“I have no idea how to fly an airplane, says passenger who landed a plane without aviation knowledge after the pilot had fallen unconscious.
This stunning incident occurred in Florida, USA when the pilot on his single-engine Cessna 208 airplane had fallen unconscious.
How the Passenger Took Over the Plane:
The passenger Darren Harrison says that he was relaxing with his feet up in the back of the single-engine Cessna after a fishing trip in the Bahamas when the pilot told him and another passenger: “Guys, I gotta tell you I don’t feel good.” The 39-year-old flooring salesman Darren says he kept calm as the pilot suddenly said, “I’ve got a headache and I’m fuzzy and I just don’t feel right.”
Darren said he asked, “What do we need to do” at that point, the pilot didn’t respond at all and Darren knew it was serious. He climbed into the cockpit, found the pilot unconscious, and noted to his horror that the plane was diving, and fast. “All I saw when I came up to the front was water out the right window and I knew it was coming quick. At that point, I knew if I didn’t react, we would die.”
He saw the pilot was unconscious and grabbed the controls, slowly pulling back the stick to level the plane. It was a common-sense move, he said. “I knew if I went up and yanked that, the airplane would stall,” he said. “And I also knew that at the rate we were going, we were going way too fast, and it would probably rip the wings off of the airplane.”
That, he said, was “the scariest part of the whole story.” With help from the other passenger “a friend of the pilot, he said” they moved him out of the pilot’s seat.

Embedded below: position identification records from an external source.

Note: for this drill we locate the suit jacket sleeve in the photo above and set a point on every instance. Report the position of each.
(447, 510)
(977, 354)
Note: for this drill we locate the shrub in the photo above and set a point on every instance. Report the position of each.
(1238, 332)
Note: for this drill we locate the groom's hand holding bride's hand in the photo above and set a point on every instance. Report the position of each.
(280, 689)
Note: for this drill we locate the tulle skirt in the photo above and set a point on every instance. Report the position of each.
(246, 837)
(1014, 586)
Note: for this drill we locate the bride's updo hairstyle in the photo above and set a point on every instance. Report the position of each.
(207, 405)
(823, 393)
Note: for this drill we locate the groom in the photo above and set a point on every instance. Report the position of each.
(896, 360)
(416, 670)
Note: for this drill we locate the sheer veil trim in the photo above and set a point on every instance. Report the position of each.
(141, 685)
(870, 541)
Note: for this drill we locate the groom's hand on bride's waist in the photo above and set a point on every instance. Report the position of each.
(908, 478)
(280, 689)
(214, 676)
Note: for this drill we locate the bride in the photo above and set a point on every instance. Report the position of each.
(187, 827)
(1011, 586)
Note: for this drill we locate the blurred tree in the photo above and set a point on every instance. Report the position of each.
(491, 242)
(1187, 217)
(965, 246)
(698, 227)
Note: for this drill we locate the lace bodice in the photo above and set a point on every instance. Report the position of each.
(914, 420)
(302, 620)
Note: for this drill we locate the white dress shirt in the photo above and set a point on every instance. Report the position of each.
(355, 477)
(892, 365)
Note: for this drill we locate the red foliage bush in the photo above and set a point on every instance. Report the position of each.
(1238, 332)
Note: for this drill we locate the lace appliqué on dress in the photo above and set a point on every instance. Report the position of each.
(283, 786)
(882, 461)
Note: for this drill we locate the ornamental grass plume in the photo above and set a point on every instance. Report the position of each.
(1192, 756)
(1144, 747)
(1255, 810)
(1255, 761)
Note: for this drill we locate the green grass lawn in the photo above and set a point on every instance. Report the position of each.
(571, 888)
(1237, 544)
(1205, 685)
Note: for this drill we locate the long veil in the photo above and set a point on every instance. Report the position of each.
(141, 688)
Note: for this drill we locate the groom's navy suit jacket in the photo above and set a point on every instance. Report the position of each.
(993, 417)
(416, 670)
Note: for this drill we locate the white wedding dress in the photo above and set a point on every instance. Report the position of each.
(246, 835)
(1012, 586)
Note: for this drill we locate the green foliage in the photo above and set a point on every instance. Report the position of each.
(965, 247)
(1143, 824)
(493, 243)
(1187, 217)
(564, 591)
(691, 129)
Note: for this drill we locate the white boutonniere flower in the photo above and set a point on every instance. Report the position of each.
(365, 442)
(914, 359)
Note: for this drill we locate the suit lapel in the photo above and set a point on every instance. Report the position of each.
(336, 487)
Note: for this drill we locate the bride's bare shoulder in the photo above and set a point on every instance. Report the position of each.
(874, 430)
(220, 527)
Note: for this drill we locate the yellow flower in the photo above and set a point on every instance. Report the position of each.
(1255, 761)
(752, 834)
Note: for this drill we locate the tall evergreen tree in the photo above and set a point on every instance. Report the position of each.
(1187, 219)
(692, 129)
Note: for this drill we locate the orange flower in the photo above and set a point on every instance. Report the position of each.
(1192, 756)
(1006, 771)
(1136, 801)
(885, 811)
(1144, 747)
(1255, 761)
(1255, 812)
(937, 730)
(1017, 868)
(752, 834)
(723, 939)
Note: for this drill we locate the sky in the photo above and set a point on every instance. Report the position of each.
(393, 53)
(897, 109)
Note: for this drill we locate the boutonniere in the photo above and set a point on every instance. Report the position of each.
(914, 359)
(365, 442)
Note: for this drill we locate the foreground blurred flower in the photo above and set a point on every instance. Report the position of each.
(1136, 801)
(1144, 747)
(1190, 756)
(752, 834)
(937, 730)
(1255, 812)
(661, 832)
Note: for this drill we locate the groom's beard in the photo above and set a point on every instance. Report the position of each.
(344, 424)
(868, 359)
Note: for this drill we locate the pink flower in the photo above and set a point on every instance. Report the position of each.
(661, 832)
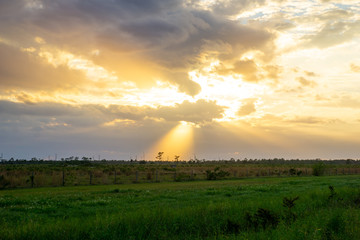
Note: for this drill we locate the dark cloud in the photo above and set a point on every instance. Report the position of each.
(78, 115)
(21, 70)
(169, 35)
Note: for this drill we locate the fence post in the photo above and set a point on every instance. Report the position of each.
(32, 179)
(90, 177)
(63, 179)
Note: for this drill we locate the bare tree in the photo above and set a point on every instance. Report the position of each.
(159, 156)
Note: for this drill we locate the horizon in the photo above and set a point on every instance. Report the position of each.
(216, 79)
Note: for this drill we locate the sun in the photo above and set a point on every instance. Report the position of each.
(178, 141)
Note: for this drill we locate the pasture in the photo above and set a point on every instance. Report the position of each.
(308, 207)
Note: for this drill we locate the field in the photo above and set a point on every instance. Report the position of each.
(327, 207)
(75, 173)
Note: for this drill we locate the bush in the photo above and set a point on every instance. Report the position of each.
(318, 169)
(3, 182)
(216, 174)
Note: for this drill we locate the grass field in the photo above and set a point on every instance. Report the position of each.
(249, 208)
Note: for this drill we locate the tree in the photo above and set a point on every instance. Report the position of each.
(159, 156)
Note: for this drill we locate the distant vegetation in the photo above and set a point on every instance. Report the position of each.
(73, 171)
(313, 207)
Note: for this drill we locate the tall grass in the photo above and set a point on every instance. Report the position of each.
(191, 210)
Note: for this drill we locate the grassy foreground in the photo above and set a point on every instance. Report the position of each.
(228, 209)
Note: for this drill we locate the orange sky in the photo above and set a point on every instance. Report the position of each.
(218, 79)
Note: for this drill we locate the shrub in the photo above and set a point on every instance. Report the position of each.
(289, 203)
(3, 182)
(263, 217)
(318, 169)
(216, 174)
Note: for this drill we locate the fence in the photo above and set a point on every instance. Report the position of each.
(71, 177)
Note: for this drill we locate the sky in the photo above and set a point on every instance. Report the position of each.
(120, 79)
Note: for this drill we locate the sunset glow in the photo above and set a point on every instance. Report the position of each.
(112, 78)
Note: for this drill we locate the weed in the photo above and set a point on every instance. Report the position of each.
(318, 169)
(263, 217)
(289, 203)
(232, 227)
(216, 174)
(3, 182)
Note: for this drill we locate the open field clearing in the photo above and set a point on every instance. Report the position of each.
(328, 207)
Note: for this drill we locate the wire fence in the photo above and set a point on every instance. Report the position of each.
(76, 177)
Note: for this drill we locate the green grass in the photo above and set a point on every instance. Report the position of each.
(184, 210)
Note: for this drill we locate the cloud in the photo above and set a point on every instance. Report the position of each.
(247, 108)
(167, 39)
(23, 71)
(305, 82)
(95, 115)
(198, 112)
(333, 33)
(354, 67)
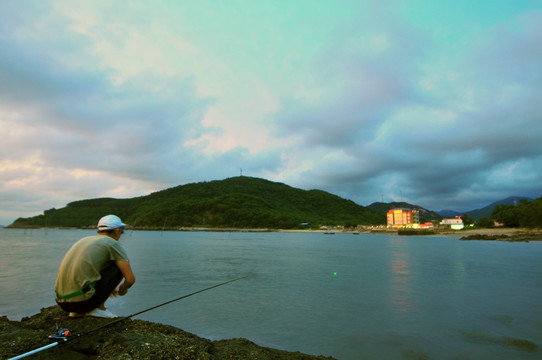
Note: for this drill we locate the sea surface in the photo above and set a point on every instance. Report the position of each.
(366, 296)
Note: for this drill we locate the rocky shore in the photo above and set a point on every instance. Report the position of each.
(128, 339)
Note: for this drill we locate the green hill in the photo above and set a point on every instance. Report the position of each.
(239, 202)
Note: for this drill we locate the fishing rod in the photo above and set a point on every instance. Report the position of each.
(64, 334)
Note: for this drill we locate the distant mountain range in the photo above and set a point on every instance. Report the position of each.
(239, 202)
(477, 214)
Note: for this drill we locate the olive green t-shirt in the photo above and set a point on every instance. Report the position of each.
(83, 263)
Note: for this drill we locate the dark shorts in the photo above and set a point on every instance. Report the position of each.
(111, 277)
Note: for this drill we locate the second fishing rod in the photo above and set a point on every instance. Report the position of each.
(59, 340)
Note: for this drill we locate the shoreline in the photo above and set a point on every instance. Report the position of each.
(497, 233)
(127, 339)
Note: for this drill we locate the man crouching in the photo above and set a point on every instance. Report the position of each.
(91, 271)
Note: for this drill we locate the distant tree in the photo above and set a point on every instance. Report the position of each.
(485, 222)
(466, 220)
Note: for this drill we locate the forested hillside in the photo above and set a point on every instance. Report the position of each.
(239, 202)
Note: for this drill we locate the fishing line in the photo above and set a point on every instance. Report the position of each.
(65, 339)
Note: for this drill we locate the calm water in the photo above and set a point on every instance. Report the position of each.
(348, 296)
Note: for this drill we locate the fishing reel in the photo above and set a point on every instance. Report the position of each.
(60, 335)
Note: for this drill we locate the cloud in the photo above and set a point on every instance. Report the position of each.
(370, 101)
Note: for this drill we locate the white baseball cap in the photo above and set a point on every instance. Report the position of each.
(110, 222)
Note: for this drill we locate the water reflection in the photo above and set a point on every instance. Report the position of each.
(401, 293)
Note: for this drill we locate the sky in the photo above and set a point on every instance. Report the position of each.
(436, 103)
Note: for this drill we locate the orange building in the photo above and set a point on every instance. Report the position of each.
(399, 218)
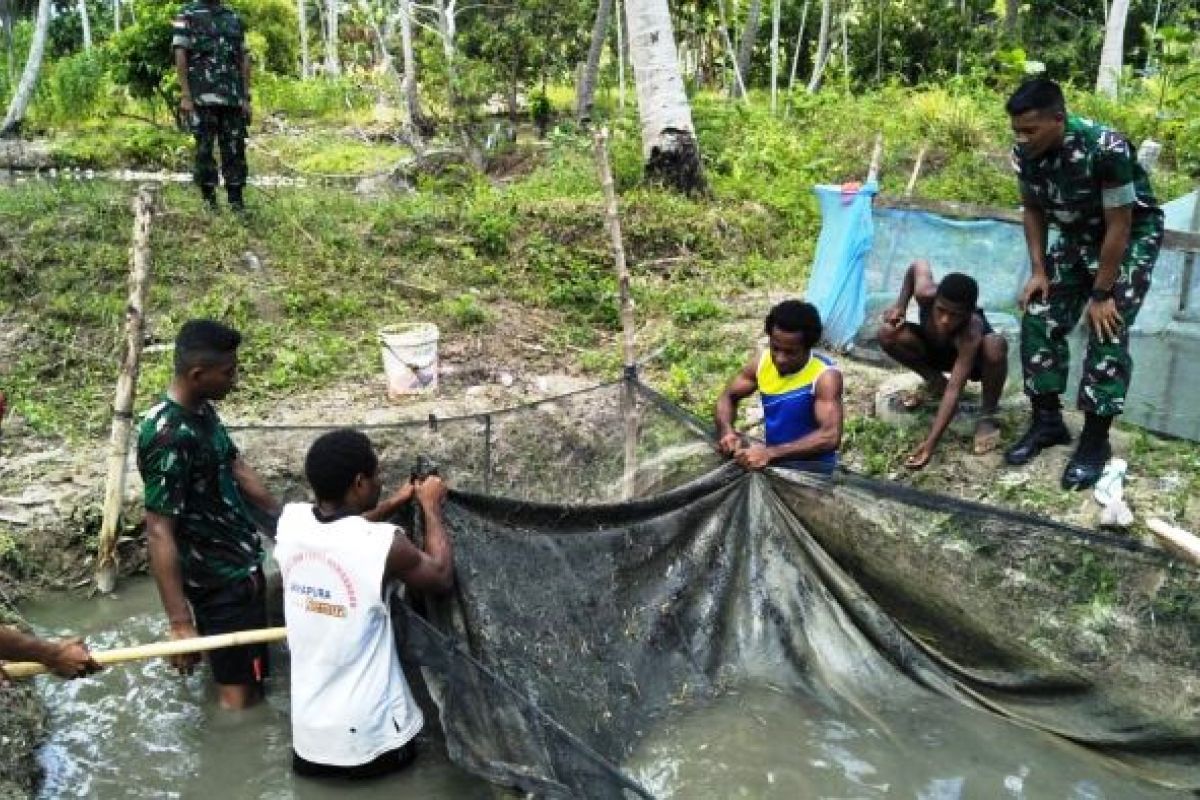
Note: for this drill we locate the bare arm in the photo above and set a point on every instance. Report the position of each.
(967, 347)
(1117, 224)
(252, 486)
(742, 386)
(432, 569)
(165, 567)
(390, 505)
(827, 408)
(64, 657)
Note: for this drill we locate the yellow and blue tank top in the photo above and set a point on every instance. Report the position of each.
(787, 401)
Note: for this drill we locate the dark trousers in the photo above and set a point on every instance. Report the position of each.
(223, 126)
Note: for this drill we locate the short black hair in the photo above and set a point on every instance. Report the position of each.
(1036, 95)
(960, 289)
(335, 459)
(204, 342)
(796, 317)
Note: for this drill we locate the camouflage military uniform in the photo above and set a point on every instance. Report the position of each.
(214, 37)
(1068, 185)
(186, 463)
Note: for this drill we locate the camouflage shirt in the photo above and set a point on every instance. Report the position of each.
(215, 41)
(186, 463)
(1095, 169)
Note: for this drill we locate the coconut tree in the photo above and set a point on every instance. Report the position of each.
(1111, 54)
(669, 137)
(29, 74)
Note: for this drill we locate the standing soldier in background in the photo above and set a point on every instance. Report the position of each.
(1084, 179)
(214, 79)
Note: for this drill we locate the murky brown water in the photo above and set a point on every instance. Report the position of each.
(139, 731)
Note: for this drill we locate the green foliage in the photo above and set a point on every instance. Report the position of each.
(75, 88)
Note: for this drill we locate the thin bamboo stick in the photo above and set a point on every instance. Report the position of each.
(629, 397)
(1177, 540)
(126, 389)
(18, 669)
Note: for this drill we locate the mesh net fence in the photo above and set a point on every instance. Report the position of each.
(611, 570)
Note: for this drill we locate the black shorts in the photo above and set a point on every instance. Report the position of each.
(238, 606)
(942, 355)
(390, 762)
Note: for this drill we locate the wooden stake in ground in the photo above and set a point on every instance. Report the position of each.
(18, 669)
(916, 172)
(873, 170)
(126, 389)
(629, 398)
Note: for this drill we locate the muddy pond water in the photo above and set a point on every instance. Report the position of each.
(139, 731)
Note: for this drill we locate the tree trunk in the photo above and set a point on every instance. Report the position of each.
(587, 88)
(669, 137)
(85, 23)
(303, 20)
(6, 17)
(749, 36)
(796, 54)
(29, 74)
(622, 53)
(1113, 53)
(774, 55)
(738, 89)
(822, 53)
(412, 96)
(333, 65)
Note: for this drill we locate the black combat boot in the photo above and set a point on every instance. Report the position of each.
(1093, 452)
(1045, 431)
(210, 197)
(235, 202)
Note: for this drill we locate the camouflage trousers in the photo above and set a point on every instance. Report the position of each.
(226, 127)
(1045, 355)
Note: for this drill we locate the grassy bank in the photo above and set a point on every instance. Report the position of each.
(517, 259)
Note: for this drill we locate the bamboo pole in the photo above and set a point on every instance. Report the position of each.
(916, 172)
(18, 669)
(1176, 539)
(126, 389)
(629, 396)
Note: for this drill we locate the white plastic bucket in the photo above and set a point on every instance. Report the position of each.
(409, 358)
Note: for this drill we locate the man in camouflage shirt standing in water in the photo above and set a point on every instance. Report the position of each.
(213, 66)
(1083, 178)
(205, 553)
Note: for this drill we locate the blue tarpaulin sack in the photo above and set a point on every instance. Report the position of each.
(838, 283)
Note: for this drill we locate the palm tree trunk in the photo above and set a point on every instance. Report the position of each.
(749, 36)
(669, 137)
(1113, 53)
(333, 65)
(85, 23)
(774, 55)
(412, 96)
(305, 56)
(822, 53)
(586, 90)
(24, 92)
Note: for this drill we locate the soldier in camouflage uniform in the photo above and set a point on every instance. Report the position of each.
(214, 78)
(204, 548)
(1084, 179)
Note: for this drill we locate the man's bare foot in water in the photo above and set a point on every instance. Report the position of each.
(987, 435)
(928, 392)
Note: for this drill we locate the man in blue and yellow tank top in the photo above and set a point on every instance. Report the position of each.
(801, 397)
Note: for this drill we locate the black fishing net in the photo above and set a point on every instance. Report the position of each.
(611, 572)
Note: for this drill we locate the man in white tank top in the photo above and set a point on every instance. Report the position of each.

Harrison jumped in and put on the headset, only to realize that the wires were frayed and the plug was gone. So he got the headset from the other passenger.
He reached Air Traffic Controller Robert Morgan, a certified flight instructor in Florida, who was on a break. Asked if he knew the plane’s position, Harrison said the GPS was out so he had no idea. According to Flight Aware, the plane had taken off earlier Tuesday from Marsh Harbour International Airport in the Bahamas.
The air traffic controller r Robert Morgan then asked what he could see. “I see the state of Florida and I see a small airport,” Darren Harrison told him. At this point, he did not allow fear to set in.
“When I was flying and saw the state of Florida, at that second I knew I’m going to land there,” he said. ?I don’t know what the outcome’s going to be, I don’t know how it’s going to happen, but I knew I’m going to have to land this airplane because there’s no other option.”
“People said what if you had crashed and died” You could have at least called your wife, you could have reached out to her, you had time,” Harrison said. “In my mind, I knew I wasn’t going to die, and the thought never crossed my mind to call and tell my wife bye.'”
Air Traffic Controller Robert Morgan coached Darren into a safe landing at Palm Beach International Airport, and told him the runway would appear bigger and bigger as he approached. At around 200 feet, Darren said Morgan told him he needed to slow down.
Morgan himself had never flown this model Cessna. Morgan made the huge decision to guide the aircraft to the area’s biggest airport, helping the passenger-turned-pilot position his aircraft 8 miles out from Palm Beach International, “just so he could just have a really big target to aim at.”He pulled up a picture of the instrument panel’s layout and started guiding his new student step-by-step.
“At that point, I told the other guy, hey take the throttle and dump it on the floor. Just dump it on the floor as far as it will go,” Darren said. The plane touched down safely.
“I said thank you for everything and I threw the headset on the dash and I said the biggest prayer I’ve ever said in my life,” Darren Harrison recalled. “That’s when all the emotion set in,” he added.
The pilot was taken to a hospital and is expected to be released early this week. Darren then called his wife, who wasn’t expecting to hear from him so early.
Other pilots were stunned, as another air traffic controller relayed across the airwaves what had just unfolded, other audio captured by LiveATC.net indicates.
“You just witnessed a couple of passengers land that plane,” the tower operator can be heard telling an American Airlines pilot waiting to take off for Charlotte, North Carolina.
“Did you say the passengers landed the airplane?” the American Airlines pilot asked. “Oh, my God. Great job,” he said.
The condition of the original Cessna pilot, who had a “possible medical issue,” was not immediately known, the Federal Aviation Administration said in a statement.
After the Cessna’s landing, Morgan met his new student, who gave him a huge hug and said thank you. “It was an emotional moment. He said that he just wanted to get home to his pregnant wife,” Morgan said. “And that felt even better.” Darren’s wife said that last year, her sister was six months pregnant when her husband died, “So honestly I took a deep breath and prepared myself for it not to be him on the other line.”
When people were applauding Morgan for guiding Darren Harrison to the landing, he said, “In my eyes, he was the hero,” Morgan said. “I was just doing my job.”
In a recent interview given to NBC’s “Today” show, Darren Harrison, the passenger mentioned that “the hand of God” was with him when he landed the plane for his and the pilot’s safety.